Mentaiko Spaghetti

Mentaiko Spaghetti is another non traditional Japanese dish that originated from a restaurant in Tokyo named Kabe-No-Ana (“hole in the wall”) which opened in 1963 serving italian pasta with Japanese-style sauces.* This is another example of a Japanese fusion success as it is widely popular in Japan and loved by Japanese foodies. But what is it exactly made of? Why the slightly pink hue? (Altho the light was too yellow when the photo was taken).

Mentaiko is made of pollock roe or fish eggs– yes fish eggs. Altho this sounds a bit odd, it actually gives off a slightly sweet taste that is pleasing to the palette. Here is how mentaiko looks like from the Japanese grocery shelf:

Photo by alotofkitcheneats

Normally, you’d find this in Japanese grocery or korean grocery stores with names like: Myeongnan

Myeongnan-jeot,Tarako, Mentaiko, Ikra mintaya.

Now this is something some people like, and some people don’t like. But if you have no idea what it tastes like and you are curious to try, I would suggest for you to keep your mind open and throw the “fish egg” notion out the window, if it helps.

There are different ways to make this one, others prefer their mentaiko slightly cooked (it will turn into a lighter color like the specks on the photo below), I prefer it raw as it has a more delicate taste and a better texture.

The version that I am going to show is for the raw mentaiko. I added a few non traditional, more familiar ingredients as well. If you want it cooked, you just need to saute the mentaiko in the butter as opposed to the method I will discuss below.

Mentaiko Spaghetti

Prep time: 10 minutes

Cooking time: 15 minutes

Serves 5

Photo by cmhung


• 500g spaghetti

• About 6-8 sacs of salted pollack roe or mentaiko or a little less than 1/2 cup of mentaiko (when removed from egg sacs)

• About 3 knobs of butter (depends on how buttery you want your pasta).

• 1/4 cup bacon diced into small pieces

• 1/8 cup spring onion or leeks, sliced very thinly

• 2 tbsps Mirin

• 1 tbsp Sake (if available)

• 1/2 tsp light soy sauce

• Salt and pepper to taste

• A dash of sesame oil

• Nori sliced into thin pieces


1. Boil the pasta according to package instructions and drain, set aside to cool.

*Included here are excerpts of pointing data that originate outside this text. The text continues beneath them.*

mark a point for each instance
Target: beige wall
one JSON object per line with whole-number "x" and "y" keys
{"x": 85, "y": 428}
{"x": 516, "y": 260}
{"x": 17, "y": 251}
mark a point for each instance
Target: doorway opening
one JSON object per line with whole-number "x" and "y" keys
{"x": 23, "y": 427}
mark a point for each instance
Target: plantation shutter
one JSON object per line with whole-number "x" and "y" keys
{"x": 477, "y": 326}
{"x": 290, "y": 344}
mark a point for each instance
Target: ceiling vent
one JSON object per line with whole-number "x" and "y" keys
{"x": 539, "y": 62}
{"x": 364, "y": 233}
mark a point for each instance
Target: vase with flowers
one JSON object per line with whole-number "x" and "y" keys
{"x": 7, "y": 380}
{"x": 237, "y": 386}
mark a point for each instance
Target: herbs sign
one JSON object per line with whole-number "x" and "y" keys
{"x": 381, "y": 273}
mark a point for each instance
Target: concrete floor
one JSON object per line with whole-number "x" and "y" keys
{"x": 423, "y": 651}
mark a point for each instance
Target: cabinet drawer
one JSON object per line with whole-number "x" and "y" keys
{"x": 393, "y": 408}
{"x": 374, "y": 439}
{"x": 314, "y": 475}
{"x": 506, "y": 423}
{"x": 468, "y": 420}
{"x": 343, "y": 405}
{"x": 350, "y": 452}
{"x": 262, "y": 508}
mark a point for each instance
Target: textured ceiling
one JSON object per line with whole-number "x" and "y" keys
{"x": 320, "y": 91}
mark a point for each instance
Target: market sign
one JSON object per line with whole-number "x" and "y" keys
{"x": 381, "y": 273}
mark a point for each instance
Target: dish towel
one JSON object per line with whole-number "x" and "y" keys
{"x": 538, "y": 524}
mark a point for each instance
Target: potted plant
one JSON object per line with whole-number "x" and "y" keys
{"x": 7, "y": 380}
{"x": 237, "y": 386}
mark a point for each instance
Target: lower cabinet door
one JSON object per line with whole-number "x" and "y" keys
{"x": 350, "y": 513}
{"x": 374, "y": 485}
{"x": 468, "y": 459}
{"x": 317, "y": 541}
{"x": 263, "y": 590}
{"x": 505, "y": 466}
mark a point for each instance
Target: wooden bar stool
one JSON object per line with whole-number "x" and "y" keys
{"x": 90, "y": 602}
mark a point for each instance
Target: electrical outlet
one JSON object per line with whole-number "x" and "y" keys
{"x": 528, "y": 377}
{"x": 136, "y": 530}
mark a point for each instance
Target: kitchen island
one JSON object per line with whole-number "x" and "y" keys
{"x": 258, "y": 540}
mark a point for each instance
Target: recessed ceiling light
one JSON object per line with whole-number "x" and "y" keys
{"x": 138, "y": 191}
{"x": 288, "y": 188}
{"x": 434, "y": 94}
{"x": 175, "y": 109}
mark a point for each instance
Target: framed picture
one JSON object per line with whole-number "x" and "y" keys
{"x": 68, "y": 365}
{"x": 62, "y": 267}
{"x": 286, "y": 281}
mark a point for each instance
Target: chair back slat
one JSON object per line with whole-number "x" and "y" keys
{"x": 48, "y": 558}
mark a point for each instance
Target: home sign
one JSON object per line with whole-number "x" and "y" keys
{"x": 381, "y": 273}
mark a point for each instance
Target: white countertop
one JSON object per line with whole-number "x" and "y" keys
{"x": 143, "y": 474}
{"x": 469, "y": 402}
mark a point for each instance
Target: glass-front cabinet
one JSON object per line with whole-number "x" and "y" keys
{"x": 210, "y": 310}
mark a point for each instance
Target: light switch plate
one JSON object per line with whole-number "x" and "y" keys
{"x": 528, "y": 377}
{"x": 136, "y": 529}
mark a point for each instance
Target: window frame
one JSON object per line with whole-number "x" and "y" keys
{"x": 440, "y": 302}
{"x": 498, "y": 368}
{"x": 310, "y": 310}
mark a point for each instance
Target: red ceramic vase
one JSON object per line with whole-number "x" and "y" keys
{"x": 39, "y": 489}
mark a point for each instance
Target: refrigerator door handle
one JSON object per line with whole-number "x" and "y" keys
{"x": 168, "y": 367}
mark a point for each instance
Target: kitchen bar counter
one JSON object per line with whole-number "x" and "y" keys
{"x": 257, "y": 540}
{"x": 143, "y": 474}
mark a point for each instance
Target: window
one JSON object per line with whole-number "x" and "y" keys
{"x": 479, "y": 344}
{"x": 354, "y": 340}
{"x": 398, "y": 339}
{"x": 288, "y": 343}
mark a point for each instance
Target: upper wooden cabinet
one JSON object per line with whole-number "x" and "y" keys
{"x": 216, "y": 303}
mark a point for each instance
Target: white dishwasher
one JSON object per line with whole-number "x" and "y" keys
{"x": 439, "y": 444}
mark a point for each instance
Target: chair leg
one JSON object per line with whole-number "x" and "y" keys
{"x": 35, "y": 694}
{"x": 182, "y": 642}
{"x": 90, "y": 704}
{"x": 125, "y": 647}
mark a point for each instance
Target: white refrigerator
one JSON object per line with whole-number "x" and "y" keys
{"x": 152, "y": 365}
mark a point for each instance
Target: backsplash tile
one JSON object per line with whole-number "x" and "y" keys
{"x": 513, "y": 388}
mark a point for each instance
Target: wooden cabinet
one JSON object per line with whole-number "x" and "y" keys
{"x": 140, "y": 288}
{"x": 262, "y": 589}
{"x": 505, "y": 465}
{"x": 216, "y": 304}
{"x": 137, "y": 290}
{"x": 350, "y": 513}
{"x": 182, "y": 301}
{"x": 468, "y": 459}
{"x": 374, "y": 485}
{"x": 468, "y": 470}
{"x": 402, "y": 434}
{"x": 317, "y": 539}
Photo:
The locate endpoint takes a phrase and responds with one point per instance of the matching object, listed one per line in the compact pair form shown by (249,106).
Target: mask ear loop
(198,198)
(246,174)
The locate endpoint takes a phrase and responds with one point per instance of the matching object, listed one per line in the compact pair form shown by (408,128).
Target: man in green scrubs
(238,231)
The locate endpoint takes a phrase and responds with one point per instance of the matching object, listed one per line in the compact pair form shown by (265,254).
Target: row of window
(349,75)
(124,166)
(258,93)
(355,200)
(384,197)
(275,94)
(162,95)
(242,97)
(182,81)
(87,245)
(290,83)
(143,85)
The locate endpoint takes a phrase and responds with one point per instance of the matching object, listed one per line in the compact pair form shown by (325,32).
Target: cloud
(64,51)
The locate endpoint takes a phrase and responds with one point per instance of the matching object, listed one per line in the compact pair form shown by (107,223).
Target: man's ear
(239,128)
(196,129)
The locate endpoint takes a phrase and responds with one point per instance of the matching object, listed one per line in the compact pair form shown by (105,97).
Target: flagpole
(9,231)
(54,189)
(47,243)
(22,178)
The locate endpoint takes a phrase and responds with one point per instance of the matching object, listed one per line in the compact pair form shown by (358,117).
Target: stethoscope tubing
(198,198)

2. While pasta is boiling, melt 2 or more knobs of butter (depends on how buttery you want your mixture to be)

3. remove the mentaiko from its containers by slitting the sac open and spooning the contents out. Add all the mentaiko into the melted butter. Ensure that the butter is not too hot if you don’t want it to get cooked and tougher.

4. Add sake, mirin, soy sauce and a dash of sesame oil.

5. On a separate pan saute the bacon and half the leeks in 1 knob of butter.

6. Add the pasta to bacon and leeks butter on the pan and mix well and turn off the heat.

7. Slowly add the mentaiko mixture into the spaghetti, mixing well so that the mentaiko doesnt cook.

8. Season with salt and pepper

9. Serve with more mentaiko sauce on top, leeks and nori slices on top.